Fort William H. Seward, a United States Army installation, was constructed south of Haines in 1904, on property donated by the mission from its holdings. In 1922, the fort was renamed Chilkoot Barracks. It was the only United States Army post in Alaska before World War II. During World War II, it was used as a supply point for some U. S. Army activities in Alaska. The fort was deactivated in 1946 and sold as surplus property to a group of investors who called it Port Chilkoot, thus forming the Port Chilkoot Company. Port Chilkoot was incorporated as a city in 1956. In 1970, Port Chilkoot merged with Haines into one municipality. In 1972, the fort was designated a National Historic Landmark and the name, Fort William H. Seward, was restored.

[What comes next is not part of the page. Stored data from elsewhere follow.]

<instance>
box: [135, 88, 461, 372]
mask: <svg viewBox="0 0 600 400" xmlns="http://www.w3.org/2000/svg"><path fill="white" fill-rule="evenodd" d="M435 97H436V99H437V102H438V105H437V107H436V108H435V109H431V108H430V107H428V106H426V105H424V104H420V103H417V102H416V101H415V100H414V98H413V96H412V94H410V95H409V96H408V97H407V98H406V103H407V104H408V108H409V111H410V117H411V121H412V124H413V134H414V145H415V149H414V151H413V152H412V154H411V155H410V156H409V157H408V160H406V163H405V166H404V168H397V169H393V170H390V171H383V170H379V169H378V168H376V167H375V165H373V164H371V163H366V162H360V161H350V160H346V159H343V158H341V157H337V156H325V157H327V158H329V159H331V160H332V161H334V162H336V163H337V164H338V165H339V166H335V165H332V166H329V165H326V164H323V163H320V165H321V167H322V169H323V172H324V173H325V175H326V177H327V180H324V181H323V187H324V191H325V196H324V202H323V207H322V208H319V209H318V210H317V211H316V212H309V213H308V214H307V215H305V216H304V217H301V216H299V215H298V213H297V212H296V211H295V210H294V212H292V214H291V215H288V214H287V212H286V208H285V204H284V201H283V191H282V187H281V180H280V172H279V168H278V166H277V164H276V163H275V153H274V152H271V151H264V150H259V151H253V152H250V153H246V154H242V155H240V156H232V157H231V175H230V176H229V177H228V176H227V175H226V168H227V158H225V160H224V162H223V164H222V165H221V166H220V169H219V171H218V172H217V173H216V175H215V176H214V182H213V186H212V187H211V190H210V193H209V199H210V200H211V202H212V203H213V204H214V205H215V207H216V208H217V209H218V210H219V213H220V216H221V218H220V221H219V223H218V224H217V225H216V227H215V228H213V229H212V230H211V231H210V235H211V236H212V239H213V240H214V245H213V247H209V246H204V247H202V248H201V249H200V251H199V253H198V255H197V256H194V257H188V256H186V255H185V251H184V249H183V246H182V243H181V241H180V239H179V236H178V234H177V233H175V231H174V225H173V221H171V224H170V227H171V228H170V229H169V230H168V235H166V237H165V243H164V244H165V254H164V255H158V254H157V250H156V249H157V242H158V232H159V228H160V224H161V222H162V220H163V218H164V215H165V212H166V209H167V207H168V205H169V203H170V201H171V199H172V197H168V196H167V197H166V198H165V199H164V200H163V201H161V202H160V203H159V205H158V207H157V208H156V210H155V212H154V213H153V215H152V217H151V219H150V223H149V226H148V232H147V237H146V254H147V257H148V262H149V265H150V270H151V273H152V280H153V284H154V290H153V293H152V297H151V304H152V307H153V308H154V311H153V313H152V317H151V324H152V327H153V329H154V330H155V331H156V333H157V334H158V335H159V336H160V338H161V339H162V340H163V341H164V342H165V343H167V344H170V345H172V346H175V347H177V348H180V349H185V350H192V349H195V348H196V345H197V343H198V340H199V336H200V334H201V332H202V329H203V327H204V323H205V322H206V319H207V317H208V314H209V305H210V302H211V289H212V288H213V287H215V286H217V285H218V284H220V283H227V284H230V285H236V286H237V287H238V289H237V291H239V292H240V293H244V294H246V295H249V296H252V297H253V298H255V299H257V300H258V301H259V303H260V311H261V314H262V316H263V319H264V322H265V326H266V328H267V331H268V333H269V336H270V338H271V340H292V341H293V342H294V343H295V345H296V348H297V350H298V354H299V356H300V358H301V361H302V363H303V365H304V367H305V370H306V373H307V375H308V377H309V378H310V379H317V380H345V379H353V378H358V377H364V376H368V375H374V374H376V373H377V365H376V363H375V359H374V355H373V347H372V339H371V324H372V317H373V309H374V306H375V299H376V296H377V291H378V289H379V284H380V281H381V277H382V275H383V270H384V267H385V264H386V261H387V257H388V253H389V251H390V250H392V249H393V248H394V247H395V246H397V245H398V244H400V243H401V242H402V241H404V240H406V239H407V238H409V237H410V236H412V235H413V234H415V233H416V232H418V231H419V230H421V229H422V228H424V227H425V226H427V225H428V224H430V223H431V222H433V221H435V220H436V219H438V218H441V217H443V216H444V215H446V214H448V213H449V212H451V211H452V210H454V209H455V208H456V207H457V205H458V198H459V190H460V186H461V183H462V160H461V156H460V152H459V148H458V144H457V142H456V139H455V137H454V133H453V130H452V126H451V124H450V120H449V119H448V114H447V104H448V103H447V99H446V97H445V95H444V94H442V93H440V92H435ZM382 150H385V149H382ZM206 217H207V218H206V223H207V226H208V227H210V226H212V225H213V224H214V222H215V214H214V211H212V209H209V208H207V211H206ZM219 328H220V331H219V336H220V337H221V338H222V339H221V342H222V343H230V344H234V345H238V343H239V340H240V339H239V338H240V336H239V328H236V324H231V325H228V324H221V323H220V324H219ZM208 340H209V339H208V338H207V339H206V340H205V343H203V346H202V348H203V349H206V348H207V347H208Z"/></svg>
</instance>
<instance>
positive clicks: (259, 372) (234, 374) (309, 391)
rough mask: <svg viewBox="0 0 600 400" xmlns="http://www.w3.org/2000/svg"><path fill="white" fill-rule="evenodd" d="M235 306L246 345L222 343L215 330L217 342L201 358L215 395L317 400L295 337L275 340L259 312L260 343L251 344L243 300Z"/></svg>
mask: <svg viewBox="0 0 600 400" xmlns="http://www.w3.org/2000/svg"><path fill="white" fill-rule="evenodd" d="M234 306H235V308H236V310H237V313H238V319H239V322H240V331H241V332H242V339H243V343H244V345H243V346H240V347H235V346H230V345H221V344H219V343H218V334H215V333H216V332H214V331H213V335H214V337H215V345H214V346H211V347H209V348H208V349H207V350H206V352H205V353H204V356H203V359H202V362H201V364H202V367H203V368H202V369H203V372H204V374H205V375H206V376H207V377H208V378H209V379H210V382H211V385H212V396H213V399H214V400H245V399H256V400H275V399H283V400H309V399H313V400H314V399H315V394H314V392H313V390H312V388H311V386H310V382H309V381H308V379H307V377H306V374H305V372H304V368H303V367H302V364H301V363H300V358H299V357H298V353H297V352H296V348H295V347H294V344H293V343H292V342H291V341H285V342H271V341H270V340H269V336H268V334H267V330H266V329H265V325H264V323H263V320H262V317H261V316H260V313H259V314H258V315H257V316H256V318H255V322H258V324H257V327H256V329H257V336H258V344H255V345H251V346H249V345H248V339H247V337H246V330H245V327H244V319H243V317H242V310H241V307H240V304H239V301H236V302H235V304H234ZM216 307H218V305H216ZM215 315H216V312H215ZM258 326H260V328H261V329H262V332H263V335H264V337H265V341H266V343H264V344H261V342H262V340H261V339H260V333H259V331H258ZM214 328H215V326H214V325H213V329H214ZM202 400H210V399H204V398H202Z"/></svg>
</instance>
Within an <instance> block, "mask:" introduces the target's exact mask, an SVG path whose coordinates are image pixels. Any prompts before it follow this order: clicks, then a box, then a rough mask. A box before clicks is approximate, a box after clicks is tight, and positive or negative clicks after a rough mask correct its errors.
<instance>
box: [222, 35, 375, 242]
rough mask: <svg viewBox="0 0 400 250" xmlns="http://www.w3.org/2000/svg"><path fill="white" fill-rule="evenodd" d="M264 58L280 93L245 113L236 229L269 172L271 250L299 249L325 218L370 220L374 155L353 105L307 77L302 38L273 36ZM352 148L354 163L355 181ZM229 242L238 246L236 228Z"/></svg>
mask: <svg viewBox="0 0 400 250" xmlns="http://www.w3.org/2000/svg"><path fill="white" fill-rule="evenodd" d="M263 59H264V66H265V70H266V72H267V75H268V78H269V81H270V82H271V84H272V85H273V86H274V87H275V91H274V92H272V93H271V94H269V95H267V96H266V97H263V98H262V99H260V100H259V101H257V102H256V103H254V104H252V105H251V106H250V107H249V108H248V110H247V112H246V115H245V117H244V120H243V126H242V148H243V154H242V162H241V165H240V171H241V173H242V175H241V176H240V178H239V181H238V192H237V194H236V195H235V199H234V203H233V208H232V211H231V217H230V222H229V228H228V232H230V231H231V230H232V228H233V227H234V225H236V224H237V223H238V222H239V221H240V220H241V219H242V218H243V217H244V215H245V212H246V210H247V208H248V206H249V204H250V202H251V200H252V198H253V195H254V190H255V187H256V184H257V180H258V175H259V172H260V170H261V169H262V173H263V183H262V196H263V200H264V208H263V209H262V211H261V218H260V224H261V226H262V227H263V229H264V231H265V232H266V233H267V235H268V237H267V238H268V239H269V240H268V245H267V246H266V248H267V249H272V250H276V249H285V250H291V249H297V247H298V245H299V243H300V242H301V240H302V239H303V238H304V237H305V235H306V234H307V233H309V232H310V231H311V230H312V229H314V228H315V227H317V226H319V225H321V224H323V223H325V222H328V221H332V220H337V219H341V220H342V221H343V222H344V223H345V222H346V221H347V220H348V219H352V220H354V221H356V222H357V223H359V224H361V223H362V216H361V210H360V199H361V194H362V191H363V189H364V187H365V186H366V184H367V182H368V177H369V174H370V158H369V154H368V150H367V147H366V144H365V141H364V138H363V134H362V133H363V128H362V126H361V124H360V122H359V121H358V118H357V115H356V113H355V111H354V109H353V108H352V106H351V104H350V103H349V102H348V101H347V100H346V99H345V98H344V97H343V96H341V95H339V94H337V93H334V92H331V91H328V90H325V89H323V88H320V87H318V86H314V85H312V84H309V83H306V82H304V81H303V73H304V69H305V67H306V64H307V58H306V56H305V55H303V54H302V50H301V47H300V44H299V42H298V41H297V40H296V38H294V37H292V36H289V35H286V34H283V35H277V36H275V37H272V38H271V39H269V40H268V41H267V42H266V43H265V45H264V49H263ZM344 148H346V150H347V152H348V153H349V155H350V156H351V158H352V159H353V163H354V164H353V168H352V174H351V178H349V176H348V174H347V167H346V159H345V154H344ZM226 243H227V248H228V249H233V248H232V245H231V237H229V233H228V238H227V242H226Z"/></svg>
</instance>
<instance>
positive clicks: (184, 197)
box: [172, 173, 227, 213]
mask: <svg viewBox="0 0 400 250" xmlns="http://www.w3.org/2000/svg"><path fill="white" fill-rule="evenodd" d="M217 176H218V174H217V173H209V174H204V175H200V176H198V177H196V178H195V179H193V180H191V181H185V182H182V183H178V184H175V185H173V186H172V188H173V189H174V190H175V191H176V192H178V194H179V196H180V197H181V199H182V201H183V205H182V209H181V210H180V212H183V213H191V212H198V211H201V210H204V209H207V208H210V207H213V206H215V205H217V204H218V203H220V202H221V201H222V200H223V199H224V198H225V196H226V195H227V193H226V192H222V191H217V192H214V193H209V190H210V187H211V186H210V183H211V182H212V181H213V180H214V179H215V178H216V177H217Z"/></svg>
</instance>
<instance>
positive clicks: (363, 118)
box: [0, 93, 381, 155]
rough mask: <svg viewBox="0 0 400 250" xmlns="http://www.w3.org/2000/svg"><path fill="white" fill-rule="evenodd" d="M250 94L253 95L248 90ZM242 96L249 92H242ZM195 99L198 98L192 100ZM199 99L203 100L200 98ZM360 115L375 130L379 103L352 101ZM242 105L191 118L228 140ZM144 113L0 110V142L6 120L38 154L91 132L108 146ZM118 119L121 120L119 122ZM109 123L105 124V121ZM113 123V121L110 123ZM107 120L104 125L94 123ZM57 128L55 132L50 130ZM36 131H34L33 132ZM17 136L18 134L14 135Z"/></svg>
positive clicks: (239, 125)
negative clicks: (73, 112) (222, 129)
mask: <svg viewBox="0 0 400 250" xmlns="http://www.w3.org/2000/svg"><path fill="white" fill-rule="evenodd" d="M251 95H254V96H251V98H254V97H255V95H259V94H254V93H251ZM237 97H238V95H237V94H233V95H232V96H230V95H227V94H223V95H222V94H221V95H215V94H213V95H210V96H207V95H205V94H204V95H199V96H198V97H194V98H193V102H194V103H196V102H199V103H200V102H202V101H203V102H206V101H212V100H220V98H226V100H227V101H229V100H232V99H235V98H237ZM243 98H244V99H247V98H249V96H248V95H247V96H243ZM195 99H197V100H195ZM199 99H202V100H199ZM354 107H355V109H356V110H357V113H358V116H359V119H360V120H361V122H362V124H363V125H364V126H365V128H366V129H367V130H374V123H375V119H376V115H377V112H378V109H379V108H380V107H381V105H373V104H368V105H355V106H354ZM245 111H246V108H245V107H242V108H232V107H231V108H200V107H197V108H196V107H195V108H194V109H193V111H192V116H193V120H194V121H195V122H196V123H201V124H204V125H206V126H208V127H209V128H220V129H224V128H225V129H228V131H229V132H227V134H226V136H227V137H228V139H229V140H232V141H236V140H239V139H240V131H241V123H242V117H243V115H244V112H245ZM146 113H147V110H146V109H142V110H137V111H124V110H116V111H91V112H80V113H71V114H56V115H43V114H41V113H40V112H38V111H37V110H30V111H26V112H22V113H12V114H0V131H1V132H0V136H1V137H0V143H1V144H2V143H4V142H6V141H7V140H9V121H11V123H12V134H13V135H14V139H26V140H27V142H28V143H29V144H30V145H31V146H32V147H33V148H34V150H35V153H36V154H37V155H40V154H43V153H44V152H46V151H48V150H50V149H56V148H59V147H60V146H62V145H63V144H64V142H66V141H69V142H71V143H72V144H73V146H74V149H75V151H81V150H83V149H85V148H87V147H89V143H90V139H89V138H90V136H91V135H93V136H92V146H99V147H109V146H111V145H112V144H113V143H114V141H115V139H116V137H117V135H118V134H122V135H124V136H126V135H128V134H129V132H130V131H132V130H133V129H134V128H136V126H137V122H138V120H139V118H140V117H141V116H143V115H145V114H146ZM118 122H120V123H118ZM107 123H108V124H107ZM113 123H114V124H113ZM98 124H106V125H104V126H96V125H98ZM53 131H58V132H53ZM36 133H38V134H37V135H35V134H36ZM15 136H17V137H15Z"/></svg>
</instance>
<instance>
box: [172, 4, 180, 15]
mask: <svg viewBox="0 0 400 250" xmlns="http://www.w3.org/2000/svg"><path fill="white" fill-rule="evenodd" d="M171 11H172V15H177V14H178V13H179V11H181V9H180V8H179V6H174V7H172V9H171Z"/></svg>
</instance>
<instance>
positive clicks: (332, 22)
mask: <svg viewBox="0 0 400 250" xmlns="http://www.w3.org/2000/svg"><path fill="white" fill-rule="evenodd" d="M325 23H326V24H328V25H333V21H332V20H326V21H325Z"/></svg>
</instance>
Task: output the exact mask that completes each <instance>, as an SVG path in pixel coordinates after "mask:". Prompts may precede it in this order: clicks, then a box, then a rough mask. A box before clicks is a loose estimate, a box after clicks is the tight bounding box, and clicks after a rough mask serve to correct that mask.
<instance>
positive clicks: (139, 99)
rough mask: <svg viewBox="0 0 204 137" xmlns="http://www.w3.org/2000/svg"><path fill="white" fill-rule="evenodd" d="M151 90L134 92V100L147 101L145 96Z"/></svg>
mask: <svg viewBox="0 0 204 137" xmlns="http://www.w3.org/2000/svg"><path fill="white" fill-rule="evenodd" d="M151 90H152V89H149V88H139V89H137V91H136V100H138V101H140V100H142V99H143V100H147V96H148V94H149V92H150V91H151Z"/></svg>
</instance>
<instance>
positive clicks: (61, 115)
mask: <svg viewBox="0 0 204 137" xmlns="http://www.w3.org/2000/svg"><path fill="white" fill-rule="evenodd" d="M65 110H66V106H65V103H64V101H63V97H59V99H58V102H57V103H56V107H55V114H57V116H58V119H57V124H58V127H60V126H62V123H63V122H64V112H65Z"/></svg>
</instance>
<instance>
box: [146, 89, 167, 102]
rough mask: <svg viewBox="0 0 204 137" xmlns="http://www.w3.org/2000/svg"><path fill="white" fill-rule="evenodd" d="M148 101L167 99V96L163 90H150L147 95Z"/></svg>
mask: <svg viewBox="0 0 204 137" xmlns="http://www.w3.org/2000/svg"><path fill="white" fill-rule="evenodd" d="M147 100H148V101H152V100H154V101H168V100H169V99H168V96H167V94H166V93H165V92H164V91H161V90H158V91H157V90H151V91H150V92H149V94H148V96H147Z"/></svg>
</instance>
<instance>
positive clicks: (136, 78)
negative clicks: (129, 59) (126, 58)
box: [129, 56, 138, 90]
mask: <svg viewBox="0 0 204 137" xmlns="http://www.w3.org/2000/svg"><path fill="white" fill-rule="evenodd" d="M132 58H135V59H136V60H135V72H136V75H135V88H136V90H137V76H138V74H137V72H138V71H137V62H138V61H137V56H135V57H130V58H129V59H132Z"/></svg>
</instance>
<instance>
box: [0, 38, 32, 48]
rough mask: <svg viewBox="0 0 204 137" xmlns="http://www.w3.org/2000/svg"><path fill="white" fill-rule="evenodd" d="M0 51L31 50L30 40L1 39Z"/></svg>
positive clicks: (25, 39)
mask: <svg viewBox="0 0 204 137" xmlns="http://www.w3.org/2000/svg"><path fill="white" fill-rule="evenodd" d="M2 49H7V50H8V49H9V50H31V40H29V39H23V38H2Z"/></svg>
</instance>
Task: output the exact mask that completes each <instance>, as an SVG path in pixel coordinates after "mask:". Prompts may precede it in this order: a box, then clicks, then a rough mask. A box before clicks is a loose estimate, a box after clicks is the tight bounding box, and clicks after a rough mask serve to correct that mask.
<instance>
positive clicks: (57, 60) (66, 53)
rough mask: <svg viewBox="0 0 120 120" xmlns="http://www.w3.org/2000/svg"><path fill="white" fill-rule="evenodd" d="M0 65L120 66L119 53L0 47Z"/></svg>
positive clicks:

Haines is also home to a very unique museum. The Hammer Museum provides a unique view of the past through the use of man’s first tool. From ancient times, through colonial days and the industrial age, the hammer tells the story of man’s progress and ingenuity. This quaint and quirky museum is an interesting and informative stop for the whole family. This is the world’s only museum dedicated to hammers, with over 1,400 on display.
The Hammer Museum website.
Haines has a maritime climate characterized by cool summers and mild winters. Summer temperatures range from 46 to 66; winters range from 10 to 36. Temperature extremes have been recorded from -16 to 90. Total precipitation averages 52 inches a year, with 133 inches of snowfall.
Haines is located on the western shore of Lynn Canal, between the Chilkoot and Chilkat Rivers. It is 80 miles northwest of Juneau, just south of the Canadian border of British Columbia.
Haines is located between the Chilkoot and Chilkat Rivers on the western shore of the longest fjord in America, the Lynn Canal.
Located 80 miles north of the state capital; Juneau – 30 minutes, Skagway – 10 minutes. After arriving in Juneau on Alaska Airlines, daily scheduled flights to Haines are provided by Skagway Air Service, and Wings of Alaska.
Alaska’s Marine Highway – 2 ½ to 4 ½ hours depending on which ferry vessel is scheduled. Skagway is approximately one hour by State Ferry and 35 minutes by Chilkat Cruises, a local ferry transportation during the summer for passengers only (no vehicles).
Haines connects with the Alaska Highway in Haines Junction via the 155 mile Haines Highway. Allow 3-1/2 hours driving time for the Haines Highway. Driving distances: Anchorage – 775 miles, Fairbanks – 660 miles, Whitehorse – 250 miles.
Haines shares a border with 20 million acres of protected wilderness. The heart of Alaska’s Glacier Bay National Park is approximately a 15 minute flight from Haines. Canada’s Kluane National Park and Tatshenshini–Alsek Provincial Park are just up the road.
Haines is a full service community with grocery stores, automobile service, photography supplies, gift stores, gas stations, RV parks, camping facilities, Alaska Marine Highway ferry terminal, a State-owned seaplane base, two small boat harbors with a total of 240 moorage slips and a cruise ship dock. There is an array of accommodations available including bed and breakfasts, hotels, motels, cabins and hostels.